Thread: index scan on =, but not < ?

index scan on =, but not < ?

From
"Rick Schumeyer"
Date:

I have two index questions.  The first is about an issue that has been recently discussed,

and I just wanted to be sure of my understanding.  Functions like count(), max(), etc. will

use sequential scans instead of index scans because the index doesn’t know which rows

are actually visible…is this correct?

 

Second:

 

I created an index in a table with over 10 million rows.

The index is on field x, which is a double.

 

The following command, as I expected, results in an index scan:

 

=# explain select * from data where x = 0;

                               QUERY PLAN

-------------------------------------------------------------------------

 Index Scan using data_x_ix on data  (cost=0.00..78.25 rows=19 width=34)

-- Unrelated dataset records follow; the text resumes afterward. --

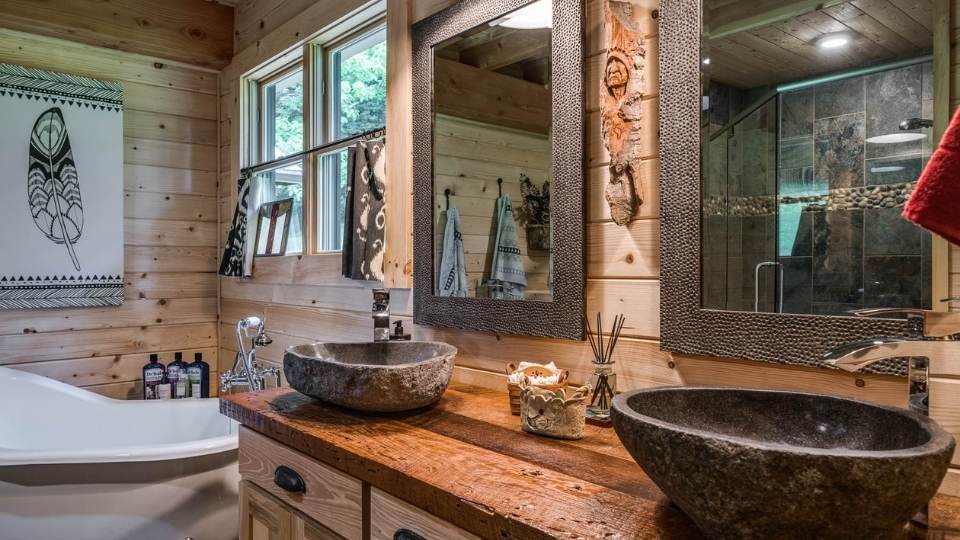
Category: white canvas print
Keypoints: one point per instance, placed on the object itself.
(61, 175)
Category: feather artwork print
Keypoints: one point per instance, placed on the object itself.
(53, 187)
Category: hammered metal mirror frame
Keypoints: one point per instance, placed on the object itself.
(685, 327)
(562, 317)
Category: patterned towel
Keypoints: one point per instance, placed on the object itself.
(235, 262)
(453, 271)
(363, 232)
(507, 278)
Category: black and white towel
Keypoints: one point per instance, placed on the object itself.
(365, 216)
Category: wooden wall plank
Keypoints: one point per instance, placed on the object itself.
(24, 348)
(170, 203)
(187, 31)
(70, 57)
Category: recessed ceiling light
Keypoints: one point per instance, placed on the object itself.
(536, 15)
(833, 41)
(887, 168)
(894, 138)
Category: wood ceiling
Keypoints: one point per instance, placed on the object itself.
(522, 54)
(766, 42)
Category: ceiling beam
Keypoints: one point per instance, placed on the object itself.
(742, 16)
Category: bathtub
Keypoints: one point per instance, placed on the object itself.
(80, 466)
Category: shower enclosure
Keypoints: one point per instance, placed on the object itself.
(803, 185)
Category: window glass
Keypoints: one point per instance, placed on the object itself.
(282, 115)
(360, 85)
(279, 184)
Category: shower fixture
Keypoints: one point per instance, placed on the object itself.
(915, 123)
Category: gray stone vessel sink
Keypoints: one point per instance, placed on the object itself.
(376, 377)
(767, 464)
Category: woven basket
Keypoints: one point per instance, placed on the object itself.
(514, 389)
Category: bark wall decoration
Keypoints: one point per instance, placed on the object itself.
(620, 108)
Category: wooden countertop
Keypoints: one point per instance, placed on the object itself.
(467, 461)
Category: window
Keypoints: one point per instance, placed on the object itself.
(357, 78)
(347, 76)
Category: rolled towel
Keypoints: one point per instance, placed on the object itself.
(935, 201)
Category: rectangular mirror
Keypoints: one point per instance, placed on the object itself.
(791, 135)
(816, 124)
(498, 167)
(492, 160)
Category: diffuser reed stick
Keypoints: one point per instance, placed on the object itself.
(603, 379)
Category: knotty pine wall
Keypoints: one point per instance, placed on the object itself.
(170, 184)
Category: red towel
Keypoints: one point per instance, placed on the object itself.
(935, 202)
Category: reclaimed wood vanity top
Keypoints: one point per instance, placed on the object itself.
(467, 461)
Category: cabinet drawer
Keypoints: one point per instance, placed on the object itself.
(388, 515)
(328, 496)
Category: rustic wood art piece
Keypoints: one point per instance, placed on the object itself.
(61, 231)
(620, 108)
(555, 413)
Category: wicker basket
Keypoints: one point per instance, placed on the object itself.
(514, 389)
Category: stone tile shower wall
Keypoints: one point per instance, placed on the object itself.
(840, 236)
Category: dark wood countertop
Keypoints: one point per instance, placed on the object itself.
(467, 461)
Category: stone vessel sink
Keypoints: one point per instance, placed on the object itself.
(768, 464)
(377, 377)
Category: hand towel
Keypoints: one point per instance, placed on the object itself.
(507, 278)
(453, 271)
(934, 202)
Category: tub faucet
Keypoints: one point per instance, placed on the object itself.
(381, 315)
(246, 373)
(934, 334)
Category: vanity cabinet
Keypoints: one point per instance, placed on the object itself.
(286, 495)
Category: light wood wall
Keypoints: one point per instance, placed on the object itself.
(170, 191)
(470, 157)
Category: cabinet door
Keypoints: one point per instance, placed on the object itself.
(393, 519)
(262, 517)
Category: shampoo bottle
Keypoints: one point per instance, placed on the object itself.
(199, 374)
(153, 374)
(177, 373)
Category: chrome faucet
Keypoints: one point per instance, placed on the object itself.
(381, 315)
(246, 373)
(934, 334)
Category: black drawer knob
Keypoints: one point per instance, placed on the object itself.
(289, 480)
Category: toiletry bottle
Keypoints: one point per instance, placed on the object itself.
(177, 373)
(199, 374)
(163, 389)
(153, 374)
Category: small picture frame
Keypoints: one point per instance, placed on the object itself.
(273, 224)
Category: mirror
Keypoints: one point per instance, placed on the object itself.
(498, 163)
(492, 159)
(815, 126)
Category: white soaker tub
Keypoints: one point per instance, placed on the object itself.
(80, 466)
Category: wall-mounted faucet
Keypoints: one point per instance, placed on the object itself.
(245, 372)
(381, 315)
(934, 336)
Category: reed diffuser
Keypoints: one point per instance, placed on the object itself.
(603, 383)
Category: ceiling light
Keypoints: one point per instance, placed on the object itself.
(536, 15)
(895, 138)
(833, 41)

   Index Cond: (x = 0::double precision)

(2 rows)

 

 

But this command, in which the only difference if > instead of =, is a sequential scan.

 

=# explain select * from data where x > 0;

                            QUERY PLAN

------------------------------------------------------------------

 Seq Scan on data  (cost=0.00..1722605.20 rows=62350411 width=34)

   Filter: (x > 0::double precision)

(2 rows)

 

Why is this?

(This is with pg 8.0.1 on a PC running FC3 with 1GB ram…if it matters)

Re: index scan on =, but not < ?

From
Thomas F.O'Connell
Date:
Your hypothesis about index usage of count() and max() is correct.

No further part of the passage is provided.